The American Cable Assn. (ACA) told the panel it wants retransmission consent rules in the bill. The group told the committee its cable operators, especially in rural areas, face rising demands from broadcasters, who want cash for carriage in retransmission negotiations. “Congress created the retransmission consent laws in 1992 to protect localism and must change them in 2005 to protect consumers from the consequences of media consolidation in a new digital world,” said ACA Vp Patrick Knorr. To address the rising cost of programming, which affects prices charged cable customers, the group suggested the committee subpoena specific programming contracts and rate information directly from programmers, and from those sources develop a “Programming Pricing Index.” The index would be used to gauge how programming rates rise or fall while protecting individual contracts. “Without disclosure, there is no accountability,” Knorr said.

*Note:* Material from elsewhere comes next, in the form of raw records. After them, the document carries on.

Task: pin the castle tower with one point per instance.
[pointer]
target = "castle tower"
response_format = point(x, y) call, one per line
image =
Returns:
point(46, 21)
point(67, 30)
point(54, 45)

Motorola believes a DTV converter box would cost some $50 by Jan. 1, 2009, Mike Kennedy, senior vp-govt. relations, told the panel. Noting that his estimate undercut a $67 Motorola projection of a year ago, he explained that suppliers “are making changes that provide better integration of the converter components and prices are moving down.” Based on the $50 estimate, it would cost about $660 million to provide converters to all 13.2 million households and 38.3 million sets CEA says rely exclusively on over-the-air signals.

Shapiro defended CEA figures showing the ranks of at- risk households as shrinking yearly. He predicted the U.S. would follow the example of Berlin in 2003, when surprisingly few eligible households sought free converter boxes. But Gene Kimmelman, Consumers Union public policy senior dir., also defended his group’s estimates that analog cutoff will darken 80 million sets. If CEA is so sure of its projections, he said, the govt. should require the CE industry to pay the costs of a DTV converter box giveaway that exceed its expectations.